In June 2023, Claise, the judge who had ordered Kaili's arrest and detention, recused himself from the case due to allegations of conflict of interest after it emerged that his son was co-owner of a company with Ugo Lemaire, the son of MEP Marie Arena. In September 2023, Kaili's lawyers secured an internal investigation into how evidence against her was collected and whether her parliamentary immunity was breached. In February 2026, judges of the Court of Appeal rejected the arguments of defence lawyers that the investigation was flawed. They ruled that Kaili's parliamentary immunity had not been breached and that the investigating judge had not had a conflict of interest.

===Belgiangate===
In media interviews, Kaili and her lawyer Sven Mary protested her innocence and coined the term "Belgiangate" to describe the investigation into corruption, which they said was flawed. Kaili told the Financial Times, in relation to the suitcase full of cash she had given her father: "This is something to discuss with Francesco and Panzeri, with Arena, with other people" and added that money is not illegal. She accused the Belgian authorities of having violated her rights.

=== Expenses fraud investigation ===
In April 2023, Politico reported that Kaili was facing an additional criminal investigation for expenses fraud involving four former parliamentary assistants between 2014 and 2020. The investigation was looking at whether she took a cut of their salaries and their expenses for fabricated work trips and for work that was not carried out. In February 2024, the European Parliament voted to remove Kaili's parliamentary immunity in relation to the investigation, which is thought to involve a sum of €120,000 to €150,000.

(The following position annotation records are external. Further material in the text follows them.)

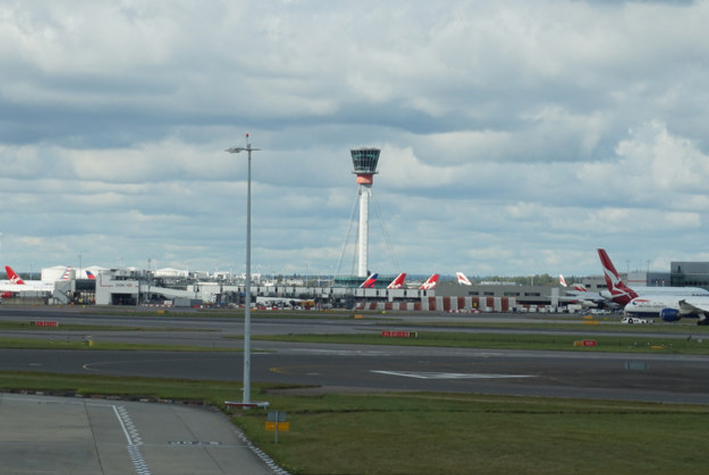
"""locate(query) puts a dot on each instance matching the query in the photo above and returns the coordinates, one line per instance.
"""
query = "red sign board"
(391, 334)
(44, 323)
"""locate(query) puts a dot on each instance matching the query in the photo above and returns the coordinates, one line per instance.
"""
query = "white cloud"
(518, 137)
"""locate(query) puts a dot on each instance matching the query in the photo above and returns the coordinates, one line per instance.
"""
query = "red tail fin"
(620, 292)
(430, 283)
(398, 282)
(13, 277)
(462, 280)
(369, 283)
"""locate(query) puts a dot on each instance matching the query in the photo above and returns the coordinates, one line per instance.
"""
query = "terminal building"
(171, 287)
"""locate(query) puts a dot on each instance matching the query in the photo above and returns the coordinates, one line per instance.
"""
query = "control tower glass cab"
(365, 161)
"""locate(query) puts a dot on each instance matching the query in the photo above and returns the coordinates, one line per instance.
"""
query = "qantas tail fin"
(13, 277)
(369, 283)
(430, 283)
(398, 282)
(462, 280)
(617, 288)
(576, 287)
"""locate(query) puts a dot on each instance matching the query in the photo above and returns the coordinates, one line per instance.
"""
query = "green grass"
(517, 341)
(455, 434)
(26, 325)
(75, 344)
(427, 433)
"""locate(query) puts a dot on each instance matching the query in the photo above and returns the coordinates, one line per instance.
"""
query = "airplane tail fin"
(615, 283)
(398, 282)
(430, 283)
(369, 283)
(462, 280)
(13, 277)
(576, 287)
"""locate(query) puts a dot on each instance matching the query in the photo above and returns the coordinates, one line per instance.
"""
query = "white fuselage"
(651, 305)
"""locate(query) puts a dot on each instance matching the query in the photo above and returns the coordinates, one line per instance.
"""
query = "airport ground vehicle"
(631, 320)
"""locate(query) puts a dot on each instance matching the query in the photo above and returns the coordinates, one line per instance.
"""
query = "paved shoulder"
(53, 435)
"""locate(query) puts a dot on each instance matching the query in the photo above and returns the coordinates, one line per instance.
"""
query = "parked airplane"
(575, 287)
(581, 295)
(16, 284)
(369, 283)
(397, 283)
(668, 303)
(462, 280)
(430, 283)
(620, 293)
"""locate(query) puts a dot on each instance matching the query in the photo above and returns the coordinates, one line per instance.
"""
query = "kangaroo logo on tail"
(13, 277)
(462, 280)
(430, 283)
(620, 293)
(398, 282)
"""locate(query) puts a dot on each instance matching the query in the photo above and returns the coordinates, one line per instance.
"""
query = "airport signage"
(585, 343)
(44, 323)
(394, 334)
(277, 422)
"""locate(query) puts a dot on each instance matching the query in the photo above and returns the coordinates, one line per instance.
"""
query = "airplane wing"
(698, 306)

===Controversies inside PASOK===
Even before her arrest, Kaili was a controversial figure inside the Panhellenic Socialist Movement (PASOK), since she had regularly distanced herself from PASOK and adopted positions similar to those of Greek conservative parties. Following her arrest, PASOK president Nikos Androulakis described her as "a Trojan horse of New Democracy", and announced that she would not be a candidate for PASOK again.

In 2021 she was rumoured to plan a bid for the presidency of PASOK.

==Personal life==
Kaili and her partner Francesco Giorgi, a former parliamentary assistant, have a daughter born in 2021.